The above example is costly, even though Redis is not blocked it is still takes time to return the reply to the user. If we flaten the requirement in such way that we agree to get an approximate value, we can get a much better performance (on most cases). We will cache the result on a key called <name>_count
and set some expiration on that key so that we will recalculate the value from time to time. The new code will look like this:
#!js name=lib
redis.register_function('test', async function(async_client, expected_name){
// check the cache first
var cached_value = async_client.block((client)=>{
return client.call('get', expected_name + '_count');
});
if (cached_value != null) {
return cached_value;
}
var count = 0;
var cursor = '0';
do{
async_client.block((client)=>{
var res = client.call('scan', cursor);
cursor = res[0];
var keys = res[1];
keys.forEach((key) => {
if (client.call('hget', key, 'name') == expected_name) {
count += 1;
}
});
});
} while(cursor != '0');
// set count to the cache wil 5 seconds expiration
async_client.block((client)=>{
client.call('set', expected_name + '_count', count);
client.call('expire', expected_name + '_count', 5);
});
return count;
});
The above code works as expected, it first check the cache, if cache exists it returns it, otherwise it is perform the calculation and update the cache. But the above example is not optimal, the callback is a Coroutine which means that it will always be calculated on a background thread. Moving to a background thread by itself is costly, to best approach would have been to check the cache synchronously and only if its not there, move to the background. RedisGears allows to start synchronously and move asynchronously using run_on_background
function. The new code:
#!js name=lib
redis.register_function('test', function(client, expected_name){
// check the cache first
var cached_value = client.call('get', expected_name + '_count');
if (cached_value != null) {
return cached_value;
}
// cache is not set, move to background
return client.run_on_background(async function(async_client) {
var count = 0;
var cursor = '0';
do{
async_client.block((client)=>{
var res = client.call('scan', cursor);
cursor = res[0];
var keys = res[1];
keys.forEach((key) => {
if (client.call('hget', key, 'name') == expected_name) {
count += 1;
}
});
});
} while(cursor != '0');
// set count to the cache wil 5 seconds expiration
async_client.block((client)=>{
client.call('set', expected_name + '_count', count);
client.call('expire', expected_name + '_count', 5);
});
return count;
});
});
run_on_background
will return a Promise
object, we return this Promise object as the function return value. When RedisGears sees that the function returned a Promise, it waits for the promise to be resolved and return its result to the client. The above implementation will be much safer in cases of cache hit.

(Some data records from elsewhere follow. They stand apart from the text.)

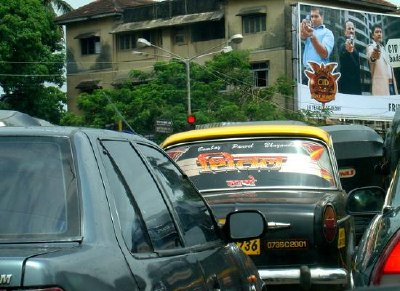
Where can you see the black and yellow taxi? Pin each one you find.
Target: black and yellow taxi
(288, 172)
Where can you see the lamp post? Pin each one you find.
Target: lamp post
(237, 38)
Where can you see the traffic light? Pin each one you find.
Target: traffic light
(117, 126)
(191, 120)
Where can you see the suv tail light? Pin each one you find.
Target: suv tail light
(329, 223)
(387, 269)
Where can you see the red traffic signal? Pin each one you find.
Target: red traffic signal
(191, 119)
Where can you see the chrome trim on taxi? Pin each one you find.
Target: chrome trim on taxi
(331, 276)
(278, 225)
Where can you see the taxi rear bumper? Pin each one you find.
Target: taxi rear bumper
(305, 276)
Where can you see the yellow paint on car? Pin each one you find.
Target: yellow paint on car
(247, 131)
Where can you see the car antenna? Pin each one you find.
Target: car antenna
(118, 112)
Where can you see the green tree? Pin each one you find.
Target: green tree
(31, 60)
(222, 91)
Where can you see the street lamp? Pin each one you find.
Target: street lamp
(237, 38)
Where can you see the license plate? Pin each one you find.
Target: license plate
(250, 247)
(341, 238)
(287, 244)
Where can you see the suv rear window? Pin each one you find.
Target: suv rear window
(261, 163)
(38, 189)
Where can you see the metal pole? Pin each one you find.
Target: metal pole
(187, 65)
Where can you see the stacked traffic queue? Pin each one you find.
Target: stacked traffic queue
(93, 209)
(290, 172)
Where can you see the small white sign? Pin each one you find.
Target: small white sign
(393, 50)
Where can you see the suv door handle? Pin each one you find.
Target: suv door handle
(213, 281)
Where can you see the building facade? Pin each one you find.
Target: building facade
(102, 47)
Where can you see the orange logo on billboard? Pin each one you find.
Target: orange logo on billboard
(347, 172)
(322, 82)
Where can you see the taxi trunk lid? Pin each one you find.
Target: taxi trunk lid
(294, 219)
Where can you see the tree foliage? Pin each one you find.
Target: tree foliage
(222, 91)
(31, 59)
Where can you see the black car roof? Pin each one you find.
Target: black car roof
(68, 131)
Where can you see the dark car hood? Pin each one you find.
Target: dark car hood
(13, 262)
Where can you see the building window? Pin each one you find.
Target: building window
(204, 31)
(126, 41)
(90, 45)
(260, 74)
(179, 36)
(254, 23)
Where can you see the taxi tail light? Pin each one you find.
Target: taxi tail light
(387, 268)
(329, 223)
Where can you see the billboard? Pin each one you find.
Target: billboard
(347, 61)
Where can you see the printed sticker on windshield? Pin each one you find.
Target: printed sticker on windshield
(222, 161)
(250, 182)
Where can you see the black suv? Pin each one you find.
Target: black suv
(91, 209)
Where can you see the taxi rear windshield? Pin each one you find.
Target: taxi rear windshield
(277, 163)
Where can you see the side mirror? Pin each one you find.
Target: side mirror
(244, 225)
(365, 200)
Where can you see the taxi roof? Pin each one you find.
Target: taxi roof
(248, 131)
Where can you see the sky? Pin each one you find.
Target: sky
(79, 3)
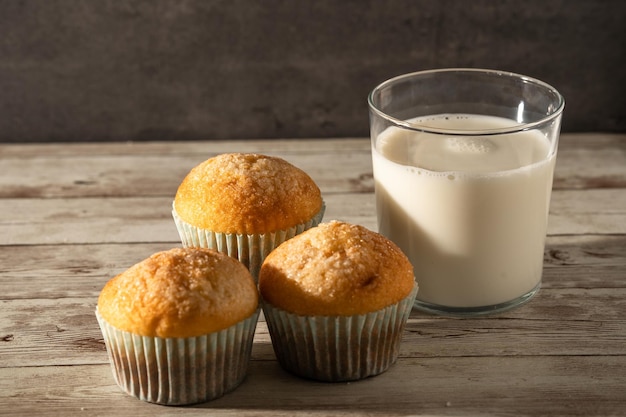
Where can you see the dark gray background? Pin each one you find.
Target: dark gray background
(95, 70)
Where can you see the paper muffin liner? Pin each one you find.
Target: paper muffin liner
(249, 249)
(338, 348)
(178, 371)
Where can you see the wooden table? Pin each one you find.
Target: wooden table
(75, 215)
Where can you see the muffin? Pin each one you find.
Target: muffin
(178, 326)
(336, 299)
(245, 205)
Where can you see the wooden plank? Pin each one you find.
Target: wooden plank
(156, 169)
(555, 321)
(513, 385)
(570, 262)
(107, 220)
(181, 148)
(48, 176)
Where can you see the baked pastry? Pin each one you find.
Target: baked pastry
(336, 299)
(245, 205)
(179, 325)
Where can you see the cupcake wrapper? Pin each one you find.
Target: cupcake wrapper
(249, 249)
(338, 348)
(177, 371)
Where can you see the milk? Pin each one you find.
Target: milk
(469, 212)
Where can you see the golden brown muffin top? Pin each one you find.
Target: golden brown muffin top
(336, 269)
(183, 292)
(246, 194)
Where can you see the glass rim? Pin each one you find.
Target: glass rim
(458, 132)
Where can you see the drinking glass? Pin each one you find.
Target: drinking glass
(463, 164)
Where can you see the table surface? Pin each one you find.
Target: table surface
(75, 215)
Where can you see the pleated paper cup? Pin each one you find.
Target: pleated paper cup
(249, 249)
(179, 371)
(338, 348)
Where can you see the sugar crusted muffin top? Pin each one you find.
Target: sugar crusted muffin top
(183, 292)
(336, 269)
(246, 194)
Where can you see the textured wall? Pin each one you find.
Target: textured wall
(74, 70)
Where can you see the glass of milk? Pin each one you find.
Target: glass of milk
(463, 163)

Blocking Redis might fail, couple of reasons for such failure can be:
- Redis reached OOM state and the
no-writes
orallow-oom
flags are not set (see functions flags for more information) no-writes
flag is not set and the Redis instance turned role and it is now a replica.- ACL user that invoked the function was deleted.
The failure will result in an exception that the function writer can choose to handle or throw it to be catch by RedisGears.
Blocking the Redis for long time is discouraged and considered unsafe operation. RedisGears attempt to protect the function writer and timeout the blocking if it continues for to long. The timeout can be set as a module configuration along side the fatal failure policy that indicate how to handle the timeout. Policies can be one of the following:
- Abort - stop the function invocation even at the cost of losing the atomicity property
- Kill - keep the atomicity property and do not stop the function invocation. In such case there is a risk of an external processes to kill the Redis server, thinking that the shard is not responding.